I have a message for both… as frustrated as you may be, you have control in your situation that you’re not yet aware of.
To Parents: One of the toughest parenting lessons I ever learned was that sometimes the best approach is to just back off. (My husband can tell you how hard this was for me to learn! But he can also tell you what a positive change it’s made for all of us.) I’m not advocating an approach that say’s “okay, I’m throwing in the towel”. But I do recommend a backing off approach that whispers, “okay, I’m going to give you some space and trust in your own wisdom”. There’s a big difference!
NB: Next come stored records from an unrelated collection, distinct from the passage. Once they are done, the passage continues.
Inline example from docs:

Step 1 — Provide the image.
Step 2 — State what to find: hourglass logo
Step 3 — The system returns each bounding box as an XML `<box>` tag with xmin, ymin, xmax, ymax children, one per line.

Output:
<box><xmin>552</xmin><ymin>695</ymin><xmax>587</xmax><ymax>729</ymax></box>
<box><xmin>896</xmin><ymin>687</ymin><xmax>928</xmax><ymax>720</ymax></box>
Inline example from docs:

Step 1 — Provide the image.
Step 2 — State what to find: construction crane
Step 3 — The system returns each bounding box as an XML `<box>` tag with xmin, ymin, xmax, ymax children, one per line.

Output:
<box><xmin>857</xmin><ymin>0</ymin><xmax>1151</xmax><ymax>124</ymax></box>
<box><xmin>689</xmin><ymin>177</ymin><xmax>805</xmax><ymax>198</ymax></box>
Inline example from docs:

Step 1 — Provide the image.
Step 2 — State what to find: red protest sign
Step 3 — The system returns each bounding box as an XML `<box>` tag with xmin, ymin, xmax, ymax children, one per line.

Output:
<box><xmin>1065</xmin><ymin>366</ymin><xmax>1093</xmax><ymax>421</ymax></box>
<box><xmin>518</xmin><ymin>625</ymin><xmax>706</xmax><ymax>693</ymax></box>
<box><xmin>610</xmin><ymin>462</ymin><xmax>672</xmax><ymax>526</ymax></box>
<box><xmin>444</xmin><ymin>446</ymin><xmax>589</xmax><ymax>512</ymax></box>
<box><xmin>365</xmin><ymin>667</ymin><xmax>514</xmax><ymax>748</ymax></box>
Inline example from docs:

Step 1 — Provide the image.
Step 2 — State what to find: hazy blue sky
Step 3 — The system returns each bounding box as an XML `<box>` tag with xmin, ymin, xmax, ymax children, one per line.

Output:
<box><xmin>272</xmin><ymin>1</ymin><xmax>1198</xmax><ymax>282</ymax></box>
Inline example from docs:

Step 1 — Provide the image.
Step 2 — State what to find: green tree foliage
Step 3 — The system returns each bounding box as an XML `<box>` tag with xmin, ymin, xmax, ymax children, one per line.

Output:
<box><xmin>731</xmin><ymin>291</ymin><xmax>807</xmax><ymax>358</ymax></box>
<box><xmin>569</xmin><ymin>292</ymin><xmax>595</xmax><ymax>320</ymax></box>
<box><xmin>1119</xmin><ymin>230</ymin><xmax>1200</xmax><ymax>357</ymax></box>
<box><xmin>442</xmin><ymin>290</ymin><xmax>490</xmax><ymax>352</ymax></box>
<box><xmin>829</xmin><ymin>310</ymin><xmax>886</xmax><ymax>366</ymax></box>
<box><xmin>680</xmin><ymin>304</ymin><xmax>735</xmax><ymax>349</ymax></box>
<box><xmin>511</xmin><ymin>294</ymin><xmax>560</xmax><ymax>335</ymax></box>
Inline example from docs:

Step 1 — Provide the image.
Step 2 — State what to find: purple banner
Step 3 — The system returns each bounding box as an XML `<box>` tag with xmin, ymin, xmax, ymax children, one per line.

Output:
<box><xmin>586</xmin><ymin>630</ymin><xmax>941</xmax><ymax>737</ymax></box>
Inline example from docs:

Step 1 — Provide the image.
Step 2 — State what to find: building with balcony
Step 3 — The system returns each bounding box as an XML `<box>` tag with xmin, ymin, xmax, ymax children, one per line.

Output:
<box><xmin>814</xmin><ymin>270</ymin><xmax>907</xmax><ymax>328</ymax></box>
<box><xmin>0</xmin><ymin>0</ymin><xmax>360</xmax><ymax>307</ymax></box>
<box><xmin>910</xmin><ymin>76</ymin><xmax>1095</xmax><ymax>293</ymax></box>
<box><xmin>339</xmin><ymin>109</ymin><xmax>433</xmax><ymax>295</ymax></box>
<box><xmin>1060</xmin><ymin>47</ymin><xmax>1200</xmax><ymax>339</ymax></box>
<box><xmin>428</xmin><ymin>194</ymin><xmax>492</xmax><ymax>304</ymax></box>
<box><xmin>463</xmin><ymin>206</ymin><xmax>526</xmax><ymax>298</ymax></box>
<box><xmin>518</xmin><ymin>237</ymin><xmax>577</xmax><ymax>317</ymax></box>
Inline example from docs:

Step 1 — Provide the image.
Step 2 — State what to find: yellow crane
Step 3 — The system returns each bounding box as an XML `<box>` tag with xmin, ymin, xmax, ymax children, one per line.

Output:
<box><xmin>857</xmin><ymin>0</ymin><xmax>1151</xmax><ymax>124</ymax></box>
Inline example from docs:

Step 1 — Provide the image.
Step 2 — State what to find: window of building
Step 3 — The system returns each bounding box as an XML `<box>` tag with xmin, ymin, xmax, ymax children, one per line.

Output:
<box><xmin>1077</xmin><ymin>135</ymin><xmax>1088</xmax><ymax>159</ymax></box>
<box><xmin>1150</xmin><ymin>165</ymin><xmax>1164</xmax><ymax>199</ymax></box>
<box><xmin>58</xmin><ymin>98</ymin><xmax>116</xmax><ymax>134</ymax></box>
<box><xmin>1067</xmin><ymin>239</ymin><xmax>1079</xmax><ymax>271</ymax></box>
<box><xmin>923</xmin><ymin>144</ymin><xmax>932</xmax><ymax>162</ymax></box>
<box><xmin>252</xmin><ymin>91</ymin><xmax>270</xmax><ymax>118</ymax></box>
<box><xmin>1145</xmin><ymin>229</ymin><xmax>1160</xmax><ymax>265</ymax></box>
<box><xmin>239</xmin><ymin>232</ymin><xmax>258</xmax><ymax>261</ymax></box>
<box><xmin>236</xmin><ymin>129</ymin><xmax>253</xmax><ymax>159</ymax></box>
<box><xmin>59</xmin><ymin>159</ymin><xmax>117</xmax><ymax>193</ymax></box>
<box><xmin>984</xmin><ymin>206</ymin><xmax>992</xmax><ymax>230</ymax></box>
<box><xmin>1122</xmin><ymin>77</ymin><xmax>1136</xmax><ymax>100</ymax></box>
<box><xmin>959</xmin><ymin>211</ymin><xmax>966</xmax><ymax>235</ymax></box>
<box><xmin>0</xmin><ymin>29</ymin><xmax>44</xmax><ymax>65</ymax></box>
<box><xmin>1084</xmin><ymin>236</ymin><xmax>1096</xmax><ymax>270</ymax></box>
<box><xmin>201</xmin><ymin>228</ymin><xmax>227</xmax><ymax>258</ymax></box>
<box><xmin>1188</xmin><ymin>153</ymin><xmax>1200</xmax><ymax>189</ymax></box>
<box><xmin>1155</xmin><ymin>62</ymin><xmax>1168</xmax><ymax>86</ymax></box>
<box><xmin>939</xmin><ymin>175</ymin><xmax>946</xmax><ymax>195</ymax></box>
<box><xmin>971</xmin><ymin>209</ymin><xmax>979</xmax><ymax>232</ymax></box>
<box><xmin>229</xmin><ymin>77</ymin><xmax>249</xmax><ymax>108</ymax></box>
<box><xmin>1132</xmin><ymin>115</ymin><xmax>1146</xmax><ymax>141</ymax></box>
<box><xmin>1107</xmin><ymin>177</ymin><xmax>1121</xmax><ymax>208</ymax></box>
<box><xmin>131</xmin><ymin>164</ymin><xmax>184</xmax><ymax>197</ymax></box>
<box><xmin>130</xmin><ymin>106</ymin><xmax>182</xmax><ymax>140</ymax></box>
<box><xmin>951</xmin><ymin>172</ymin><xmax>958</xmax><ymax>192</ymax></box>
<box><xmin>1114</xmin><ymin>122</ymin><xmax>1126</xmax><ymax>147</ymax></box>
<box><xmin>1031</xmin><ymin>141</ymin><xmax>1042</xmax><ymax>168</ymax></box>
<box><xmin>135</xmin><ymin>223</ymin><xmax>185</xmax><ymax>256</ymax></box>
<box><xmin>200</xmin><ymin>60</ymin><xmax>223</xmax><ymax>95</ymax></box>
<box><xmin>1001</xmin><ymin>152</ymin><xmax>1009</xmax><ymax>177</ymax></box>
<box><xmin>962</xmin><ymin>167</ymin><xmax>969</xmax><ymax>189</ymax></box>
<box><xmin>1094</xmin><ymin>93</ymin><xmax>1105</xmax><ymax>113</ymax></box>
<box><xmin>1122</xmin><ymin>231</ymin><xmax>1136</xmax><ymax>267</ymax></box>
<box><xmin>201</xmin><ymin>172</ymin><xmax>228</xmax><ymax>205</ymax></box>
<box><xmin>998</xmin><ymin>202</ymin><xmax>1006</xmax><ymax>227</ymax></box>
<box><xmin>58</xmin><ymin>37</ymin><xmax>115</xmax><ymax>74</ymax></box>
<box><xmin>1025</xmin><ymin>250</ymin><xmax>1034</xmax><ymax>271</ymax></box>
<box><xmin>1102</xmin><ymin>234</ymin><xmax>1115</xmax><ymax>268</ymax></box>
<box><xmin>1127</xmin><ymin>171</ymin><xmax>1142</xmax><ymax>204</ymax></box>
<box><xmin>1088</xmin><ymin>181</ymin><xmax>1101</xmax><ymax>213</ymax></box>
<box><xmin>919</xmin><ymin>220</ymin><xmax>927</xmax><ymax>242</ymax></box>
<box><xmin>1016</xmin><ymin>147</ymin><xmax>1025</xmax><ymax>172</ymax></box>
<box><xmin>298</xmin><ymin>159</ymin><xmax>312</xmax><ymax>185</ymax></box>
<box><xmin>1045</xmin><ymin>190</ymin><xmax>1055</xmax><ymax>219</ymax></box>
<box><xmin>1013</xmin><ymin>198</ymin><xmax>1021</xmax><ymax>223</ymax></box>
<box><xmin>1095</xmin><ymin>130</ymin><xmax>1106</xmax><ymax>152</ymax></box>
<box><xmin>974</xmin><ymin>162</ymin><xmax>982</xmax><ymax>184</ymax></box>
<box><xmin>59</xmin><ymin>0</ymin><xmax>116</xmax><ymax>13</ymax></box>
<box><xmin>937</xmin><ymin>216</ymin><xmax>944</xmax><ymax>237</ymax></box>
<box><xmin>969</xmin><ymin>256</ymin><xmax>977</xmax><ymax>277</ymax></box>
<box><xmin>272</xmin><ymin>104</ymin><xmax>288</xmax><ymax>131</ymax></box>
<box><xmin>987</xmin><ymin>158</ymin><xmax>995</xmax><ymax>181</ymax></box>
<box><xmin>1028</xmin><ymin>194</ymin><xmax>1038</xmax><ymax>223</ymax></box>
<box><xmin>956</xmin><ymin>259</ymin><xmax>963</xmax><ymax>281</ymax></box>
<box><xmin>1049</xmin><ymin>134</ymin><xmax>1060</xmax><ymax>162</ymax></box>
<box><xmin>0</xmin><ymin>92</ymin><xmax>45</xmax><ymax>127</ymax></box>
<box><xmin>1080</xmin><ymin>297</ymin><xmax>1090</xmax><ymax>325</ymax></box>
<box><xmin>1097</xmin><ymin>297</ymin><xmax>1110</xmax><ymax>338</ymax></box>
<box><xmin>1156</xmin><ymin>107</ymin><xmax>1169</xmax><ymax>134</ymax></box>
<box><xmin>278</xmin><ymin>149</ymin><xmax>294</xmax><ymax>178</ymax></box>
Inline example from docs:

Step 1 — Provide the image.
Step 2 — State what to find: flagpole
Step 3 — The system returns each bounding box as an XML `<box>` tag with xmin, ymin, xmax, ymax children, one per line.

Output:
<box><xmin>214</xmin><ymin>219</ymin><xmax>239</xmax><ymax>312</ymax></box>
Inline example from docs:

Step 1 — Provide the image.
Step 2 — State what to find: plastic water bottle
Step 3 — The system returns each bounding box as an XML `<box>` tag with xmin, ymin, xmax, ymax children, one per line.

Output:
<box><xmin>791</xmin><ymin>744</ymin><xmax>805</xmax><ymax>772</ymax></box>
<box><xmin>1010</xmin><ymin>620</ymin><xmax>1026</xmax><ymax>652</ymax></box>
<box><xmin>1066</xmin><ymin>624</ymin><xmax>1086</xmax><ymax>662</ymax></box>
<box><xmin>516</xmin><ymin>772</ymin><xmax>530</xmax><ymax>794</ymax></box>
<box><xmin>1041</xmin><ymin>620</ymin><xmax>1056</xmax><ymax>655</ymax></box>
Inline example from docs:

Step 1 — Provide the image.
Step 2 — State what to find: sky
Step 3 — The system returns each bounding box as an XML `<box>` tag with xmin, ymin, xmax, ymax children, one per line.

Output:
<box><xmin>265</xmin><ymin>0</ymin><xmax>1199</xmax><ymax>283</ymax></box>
To Teens: As ridiculous as this may sound to you right now, your parent’s overwhelming concern about your weight has more to do with your parent than it does with you. How do I know this? Because I overwhelmed my own daughter until I learned how not to. While I intended to convey concern and love to my child, my actions and comments felt more like criticism to her. I know that being the child in a parent-child relationship can sometimes feel powerless, but you’ll be doing yourself a tremendous favor if you recognize that you DO have power. Your power is in how you understand your parent’s words and actions. You can either make them mean something about you… or NOT. My hope is that you choose whichever makes you feel better about yourself… because when you FEEL better, you DO better. Give it a try!